As a physician who has treated thousands of patients who have suffered heart attacks over the course of my career, I have to say that I am not surprised by these findings. Many heart attack patients share this characteristic. In fact, hostility is the only trait in the old “Type A Personality” that seems to be toxic for the heart. Other features of this syndrome, such as ambition, chronically feeling time pressure, and conscientiousness appear to be harmless to the heart in the absence of anger and hostility.

Through evolution, our bodies were designed to respond to stress with a cascade of changes, usually referred to as the “fight or flight” response. In times of crisis the heart pumps faster and harder, arteries carry more blood to muscles, and platelets become stickier, making life-threatening bleeding less likely if an attacker takes a bite out of you.

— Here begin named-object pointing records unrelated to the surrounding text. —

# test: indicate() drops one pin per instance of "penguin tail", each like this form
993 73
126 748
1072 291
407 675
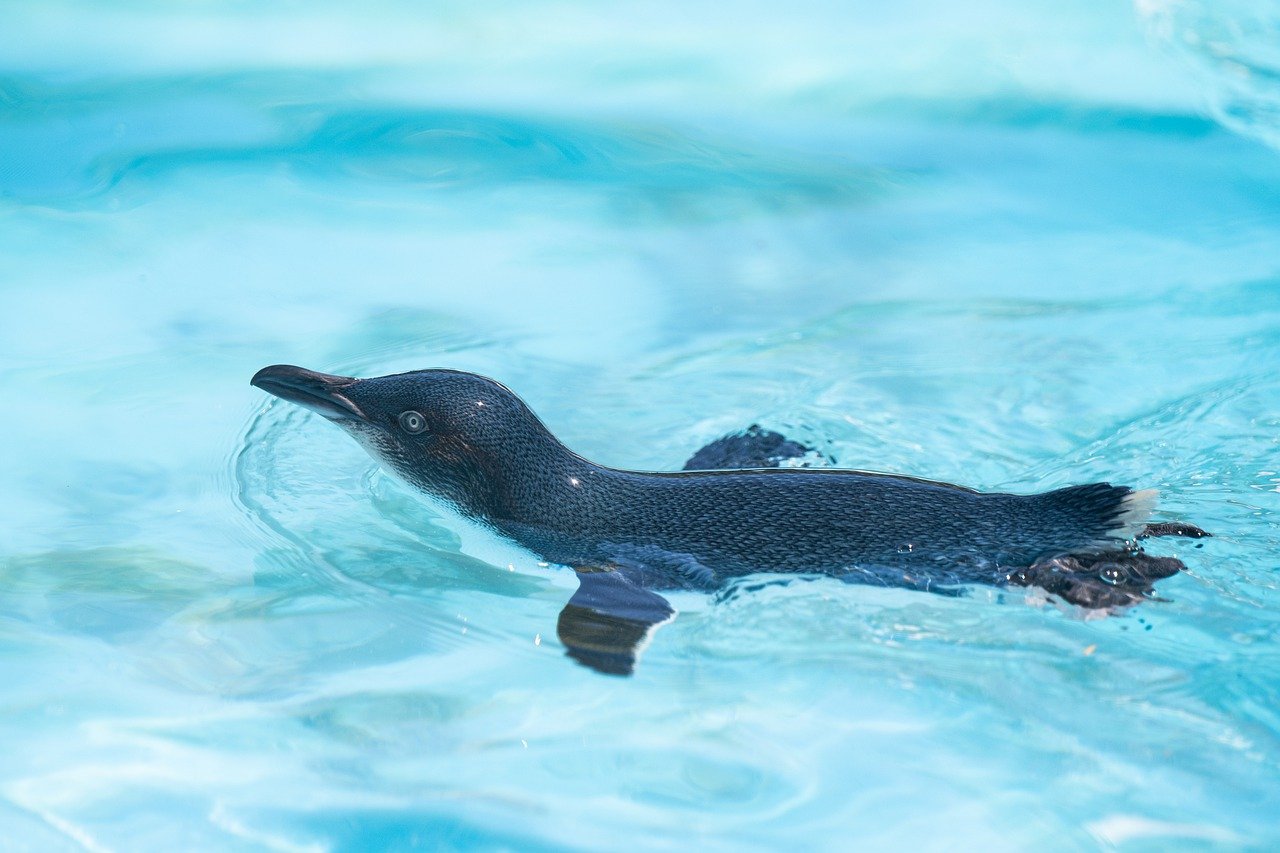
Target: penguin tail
1096 518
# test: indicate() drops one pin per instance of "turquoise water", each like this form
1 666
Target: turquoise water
1010 245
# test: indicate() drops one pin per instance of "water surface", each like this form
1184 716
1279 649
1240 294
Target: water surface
1014 246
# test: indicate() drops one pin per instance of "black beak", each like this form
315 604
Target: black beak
319 392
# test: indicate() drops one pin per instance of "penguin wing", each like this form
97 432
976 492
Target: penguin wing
609 620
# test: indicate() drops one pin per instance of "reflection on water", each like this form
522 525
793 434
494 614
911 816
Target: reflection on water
927 240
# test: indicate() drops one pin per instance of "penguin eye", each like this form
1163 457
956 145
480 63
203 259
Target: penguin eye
412 423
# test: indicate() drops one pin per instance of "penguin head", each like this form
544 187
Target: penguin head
458 436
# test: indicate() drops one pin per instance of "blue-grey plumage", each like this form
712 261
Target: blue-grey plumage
472 442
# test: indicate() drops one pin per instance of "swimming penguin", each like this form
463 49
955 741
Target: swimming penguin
471 442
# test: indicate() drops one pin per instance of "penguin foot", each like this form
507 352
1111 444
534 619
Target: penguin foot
1102 580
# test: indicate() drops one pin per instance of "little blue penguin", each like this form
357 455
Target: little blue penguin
471 442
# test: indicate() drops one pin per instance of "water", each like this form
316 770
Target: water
1011 245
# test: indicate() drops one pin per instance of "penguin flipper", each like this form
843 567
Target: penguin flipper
608 621
753 447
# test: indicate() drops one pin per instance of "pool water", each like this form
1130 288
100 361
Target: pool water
1009 245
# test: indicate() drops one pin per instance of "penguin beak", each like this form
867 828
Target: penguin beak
320 392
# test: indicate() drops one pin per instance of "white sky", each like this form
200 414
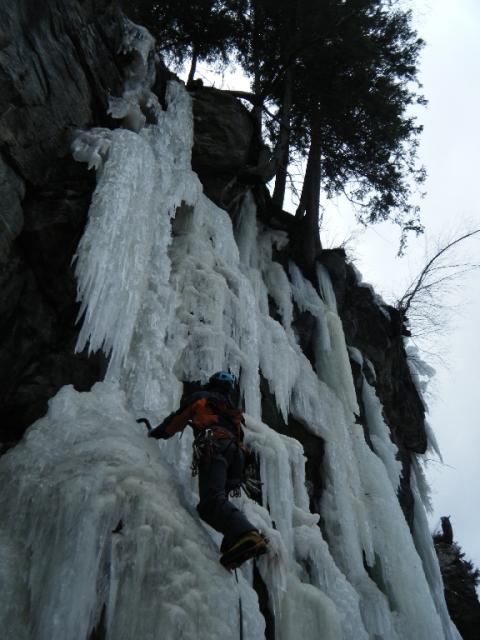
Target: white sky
450 74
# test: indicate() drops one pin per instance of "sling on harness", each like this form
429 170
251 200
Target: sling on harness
218 460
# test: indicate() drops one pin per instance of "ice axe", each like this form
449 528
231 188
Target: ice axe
146 423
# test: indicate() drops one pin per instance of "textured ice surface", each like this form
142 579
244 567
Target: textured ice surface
99 527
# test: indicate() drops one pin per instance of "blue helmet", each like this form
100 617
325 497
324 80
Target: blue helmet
224 379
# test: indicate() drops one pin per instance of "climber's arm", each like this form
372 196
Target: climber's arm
173 423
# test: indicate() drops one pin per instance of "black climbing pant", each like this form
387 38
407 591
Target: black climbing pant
220 471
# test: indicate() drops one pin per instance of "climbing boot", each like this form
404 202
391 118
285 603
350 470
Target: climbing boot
250 545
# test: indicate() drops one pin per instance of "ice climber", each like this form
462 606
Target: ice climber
219 459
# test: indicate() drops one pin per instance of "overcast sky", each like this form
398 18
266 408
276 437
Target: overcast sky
450 73
450 148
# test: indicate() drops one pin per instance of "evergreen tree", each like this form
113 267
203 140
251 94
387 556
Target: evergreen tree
195 30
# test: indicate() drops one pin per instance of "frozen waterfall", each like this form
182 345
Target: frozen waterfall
99 528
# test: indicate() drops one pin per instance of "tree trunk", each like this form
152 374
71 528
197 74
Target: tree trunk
308 236
257 109
282 148
193 66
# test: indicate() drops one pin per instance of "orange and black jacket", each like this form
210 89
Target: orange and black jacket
203 410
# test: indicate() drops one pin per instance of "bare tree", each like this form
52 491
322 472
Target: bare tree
425 303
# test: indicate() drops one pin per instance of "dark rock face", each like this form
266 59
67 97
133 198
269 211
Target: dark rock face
224 143
460 578
57 68
379 337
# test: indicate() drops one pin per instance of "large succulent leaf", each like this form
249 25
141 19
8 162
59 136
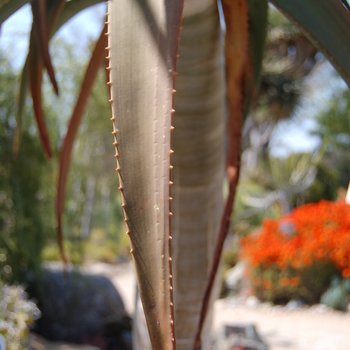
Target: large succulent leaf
236 52
8 8
96 60
327 24
143 42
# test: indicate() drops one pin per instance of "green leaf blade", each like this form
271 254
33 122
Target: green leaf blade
143 40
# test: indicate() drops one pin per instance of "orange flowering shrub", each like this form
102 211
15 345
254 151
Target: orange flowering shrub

That response may have worked great for our ancestors, but it isn't always best in modern society.

So what's a person to do? If you have a “short fuse,” try to relax and tell yourself it’s definitely not doing your heart any good to blow up every time somebody irritates you. Here are four healthy habits to help you “chill out” and resist the temptation to “blow your top.”

  1. Breathe deeply and move your body. Deep breathing, yoga and exercise are all great ways to reduce stress and improve your heart health. Try signing up for a yoga class or enjoy a daily walk. We recommend you exercise 20 to 50 minutes most days. Aim for 150 minutes of moderate exercise each week, and remember to include 20 to 30 minutes of weight lifting two to three times a week.
  2. Eat healthy. I know it’s easier said than done to eat right, and it’s especially difficult to do if you’re stressed out. But, if you have a poor diet, your body has more difficulty coping with stress, which makes you more vulnerable to. . .you guessed it. . .stress. It can become a vicious cycle. A healthy diet can help you moderate everything from your blood pressure to your blood sugars to your weight and cholesterol.
  3. Sleep tight. A good night’s sleep goes a long, long way toward reducing stress. Just think how exhausted and upset you felt the last time you had two or three sleepless nights in a row. You’ll feel more rested and less likely to anger easily if you get seven and one-half to nine hours of sleep each night.
  4. When you feel angry and are about to lash out, stop and count to 10 while you take some slow, deep breaths. This age-old strategy works amazingly well. While you are counting, ask yourself, “Will this incident matter in five years?”
  5. And finally, talk with your doctor about your health habits and mood. We can analyze your cardiac health, offer advice and suggestions for other healthy lifestyle changes, and keep you and your heart happy.

In Good Health,

James H. O’Keefe, M.D., with Suzanne Arnold, M.D.